In 1969 John McPhee took his wife and four young daughters from Princeton, New Jersey, to the island of Colonsay, ancestral home of the McPhee clan, twenty-five miles off the west coast of Scotland. Eight miles long and three wide, it was home to 138 people. The entire island was owned by the laird, Donald Howard, the 4th Baron Strathcona and Mount Royal who was responsible for upkeep of the island in return for the payment of rents and service from the tenants. It was a strange medieval holdover, a bit of feudal history lingering into the present.
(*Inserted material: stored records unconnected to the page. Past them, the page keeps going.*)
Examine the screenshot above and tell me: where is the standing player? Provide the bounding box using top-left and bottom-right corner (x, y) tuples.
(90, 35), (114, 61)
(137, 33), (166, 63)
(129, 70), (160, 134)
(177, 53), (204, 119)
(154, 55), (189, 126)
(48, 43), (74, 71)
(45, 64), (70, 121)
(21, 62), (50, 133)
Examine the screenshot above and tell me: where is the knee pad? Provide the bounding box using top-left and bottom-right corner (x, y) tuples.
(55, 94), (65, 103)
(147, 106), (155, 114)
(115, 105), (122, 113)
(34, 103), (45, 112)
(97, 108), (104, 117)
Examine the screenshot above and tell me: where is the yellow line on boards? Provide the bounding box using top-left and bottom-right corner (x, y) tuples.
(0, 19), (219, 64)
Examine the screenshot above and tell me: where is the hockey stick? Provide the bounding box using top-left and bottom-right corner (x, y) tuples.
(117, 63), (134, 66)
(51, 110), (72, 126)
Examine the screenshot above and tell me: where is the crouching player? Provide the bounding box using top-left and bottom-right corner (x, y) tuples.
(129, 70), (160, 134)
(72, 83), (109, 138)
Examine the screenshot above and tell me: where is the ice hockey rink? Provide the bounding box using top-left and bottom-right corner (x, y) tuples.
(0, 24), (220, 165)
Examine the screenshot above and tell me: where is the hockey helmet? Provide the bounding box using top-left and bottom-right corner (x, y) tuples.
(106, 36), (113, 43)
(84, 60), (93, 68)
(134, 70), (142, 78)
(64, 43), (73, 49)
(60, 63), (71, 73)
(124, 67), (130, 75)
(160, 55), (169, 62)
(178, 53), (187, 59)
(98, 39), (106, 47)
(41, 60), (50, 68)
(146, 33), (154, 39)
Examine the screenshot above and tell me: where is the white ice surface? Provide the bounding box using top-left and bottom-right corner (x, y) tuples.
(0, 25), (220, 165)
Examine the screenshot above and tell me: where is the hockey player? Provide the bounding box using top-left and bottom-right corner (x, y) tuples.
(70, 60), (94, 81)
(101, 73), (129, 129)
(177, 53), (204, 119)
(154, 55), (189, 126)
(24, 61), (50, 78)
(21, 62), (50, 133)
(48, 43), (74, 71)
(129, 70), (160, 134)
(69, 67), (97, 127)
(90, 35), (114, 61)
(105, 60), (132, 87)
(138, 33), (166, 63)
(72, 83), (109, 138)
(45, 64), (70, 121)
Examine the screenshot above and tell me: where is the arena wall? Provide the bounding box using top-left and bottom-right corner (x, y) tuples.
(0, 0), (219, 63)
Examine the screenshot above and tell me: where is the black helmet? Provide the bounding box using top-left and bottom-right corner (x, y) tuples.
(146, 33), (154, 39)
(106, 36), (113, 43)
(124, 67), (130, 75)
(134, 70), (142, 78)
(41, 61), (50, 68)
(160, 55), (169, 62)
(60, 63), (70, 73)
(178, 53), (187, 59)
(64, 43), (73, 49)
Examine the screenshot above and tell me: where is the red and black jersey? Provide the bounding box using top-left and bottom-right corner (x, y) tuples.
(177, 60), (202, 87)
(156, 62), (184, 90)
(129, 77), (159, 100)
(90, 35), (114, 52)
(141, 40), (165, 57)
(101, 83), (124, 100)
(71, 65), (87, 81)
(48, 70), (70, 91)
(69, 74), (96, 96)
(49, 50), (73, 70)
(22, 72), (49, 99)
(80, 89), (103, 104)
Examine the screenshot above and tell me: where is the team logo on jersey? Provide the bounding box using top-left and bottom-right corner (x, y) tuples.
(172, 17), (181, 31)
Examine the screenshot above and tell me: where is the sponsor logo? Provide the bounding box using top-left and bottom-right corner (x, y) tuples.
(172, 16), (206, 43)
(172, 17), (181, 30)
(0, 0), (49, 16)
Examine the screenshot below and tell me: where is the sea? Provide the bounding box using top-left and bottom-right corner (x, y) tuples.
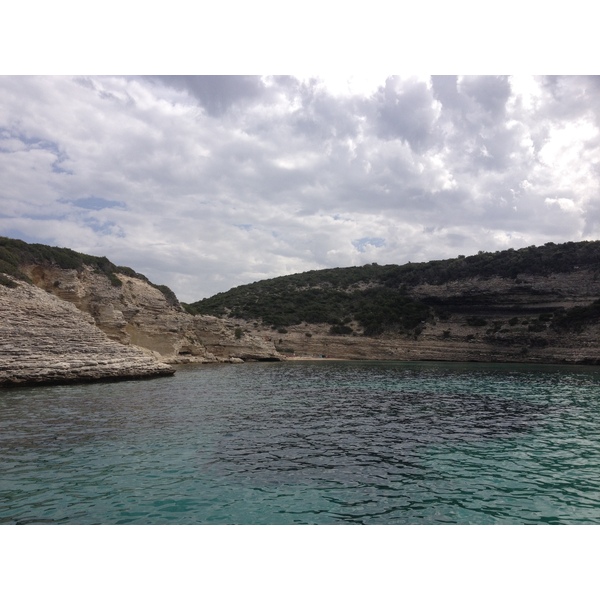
(1, 359), (600, 525)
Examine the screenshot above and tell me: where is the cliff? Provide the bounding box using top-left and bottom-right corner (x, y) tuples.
(21, 263), (280, 364)
(257, 271), (600, 364)
(3, 236), (600, 387)
(0, 277), (175, 386)
(0, 237), (282, 386)
(189, 242), (600, 365)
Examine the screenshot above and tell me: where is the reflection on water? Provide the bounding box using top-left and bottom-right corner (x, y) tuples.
(1, 361), (600, 524)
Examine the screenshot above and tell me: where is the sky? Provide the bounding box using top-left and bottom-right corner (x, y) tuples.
(1, 74), (600, 302)
(1, 1), (599, 303)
Life on Colonsay was circumscribed by its economic system, and the population fell as young people moved away to the mainland in search of jobs and opportunities. Twenty years previously the population had been 250, and in the distant past it seems to have supported a thousand people along with a monastery. After McPhee’s visit the population continued to drop, to a low of around 100, but in recent decades it has recovered a bit and is now close to the same level as it was when he visited. I searched the internet for more information, but could not find whether the feudal system still exists; I found references to a modern land reform act but nothing tying it to Colonsay.
Most of the people lived by sheep herding or farming. There were a few large farms, but most of the allotments were crofts, plots of forty acres or less. Surprisingly, there was no maritime industry, no one working at fishing or lobstering. There was one small store with an attached pub, a one-room school, a doctor, a postman, and a dockmaster, and that was about it.
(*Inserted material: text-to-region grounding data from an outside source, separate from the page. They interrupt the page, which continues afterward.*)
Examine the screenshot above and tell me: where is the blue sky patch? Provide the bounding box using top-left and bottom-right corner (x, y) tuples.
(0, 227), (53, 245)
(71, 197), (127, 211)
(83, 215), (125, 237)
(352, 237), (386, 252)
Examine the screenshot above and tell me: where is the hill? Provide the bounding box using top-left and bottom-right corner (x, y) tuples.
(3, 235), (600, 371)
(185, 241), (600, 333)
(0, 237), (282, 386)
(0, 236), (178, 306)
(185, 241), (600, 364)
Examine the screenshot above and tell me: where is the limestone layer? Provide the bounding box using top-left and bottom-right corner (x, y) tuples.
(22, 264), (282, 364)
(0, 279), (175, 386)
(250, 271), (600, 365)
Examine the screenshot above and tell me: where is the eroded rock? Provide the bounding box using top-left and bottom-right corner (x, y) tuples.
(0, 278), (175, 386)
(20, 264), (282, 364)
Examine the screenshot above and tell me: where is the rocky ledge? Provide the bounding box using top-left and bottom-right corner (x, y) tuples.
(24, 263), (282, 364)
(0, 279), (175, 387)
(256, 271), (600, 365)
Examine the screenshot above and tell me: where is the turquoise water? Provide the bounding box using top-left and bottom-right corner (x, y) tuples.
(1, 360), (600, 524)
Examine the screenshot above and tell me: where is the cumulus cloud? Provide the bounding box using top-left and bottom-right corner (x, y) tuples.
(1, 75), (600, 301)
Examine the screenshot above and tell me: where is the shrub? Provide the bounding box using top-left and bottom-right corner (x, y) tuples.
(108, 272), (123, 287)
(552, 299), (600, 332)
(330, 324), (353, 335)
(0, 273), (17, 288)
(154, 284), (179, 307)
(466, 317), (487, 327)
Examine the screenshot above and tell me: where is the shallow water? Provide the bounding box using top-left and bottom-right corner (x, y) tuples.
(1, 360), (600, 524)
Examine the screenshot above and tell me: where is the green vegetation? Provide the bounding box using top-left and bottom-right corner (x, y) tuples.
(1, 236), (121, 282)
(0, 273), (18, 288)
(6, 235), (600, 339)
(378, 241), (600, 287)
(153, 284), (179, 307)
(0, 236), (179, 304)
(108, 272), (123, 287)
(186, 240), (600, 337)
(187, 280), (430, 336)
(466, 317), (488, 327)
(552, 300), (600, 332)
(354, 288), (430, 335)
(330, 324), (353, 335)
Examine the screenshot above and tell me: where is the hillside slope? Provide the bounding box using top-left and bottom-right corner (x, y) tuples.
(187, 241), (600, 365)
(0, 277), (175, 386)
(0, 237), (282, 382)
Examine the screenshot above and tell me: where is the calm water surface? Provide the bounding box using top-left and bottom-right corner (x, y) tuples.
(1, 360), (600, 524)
The island was a money losing proposition for the laird, whose family got rich building railroads in Canada. The laird lived most of the year in Bath, England, and only visited the island during the summer. When McPhee spoke with him he had an interesting, but perhaps not surprising, perspective. The rents collected were low, and could not be raised because the inhabitants were barely surviving as it was. The laird reduced expenses by laying off workers at his estate, and reducing free services such as electricity, but the income still did not meet the outlay, particularly since he, as landlord, was responsible for maintaining the roads, fences, and dwellings. He said that the tenants would do nothing for themselves, and then complain about the delays it took the laird’s agent to fix things.
The lives of the people were not easy, barely rising to the subsistence level, but they loved the land and supported each other, and hated losing their children to better opportunities on the mainland. Once children left they returned only for brief visits.
This book is not sociology, it is story-telling, and McPhee is a fine story teller. The people he profiles come alive with their own personalities, their struggles and their lives. Many of them can trace their families back generations on the island, to the days before the power of the clans was destroyed at Culloden in 1746. History, geography, and weather are woven into the narrative, the history going all the way back to the Neolithic age, as revealed in excavations of the middens, up through the time of the Vikings, and into the modern era. The ancient myths are also recounted, of mer-people and monsters, and heroic deeds. Put together, all these threads help to create a story of a place and time, of the present being just the near end of a past that reaches back through time out of mind, binding people and beliefs to the lands and to one another. McPhee tells a fine story in a book that is is barely 150 pages long, and it was a pleasure to read.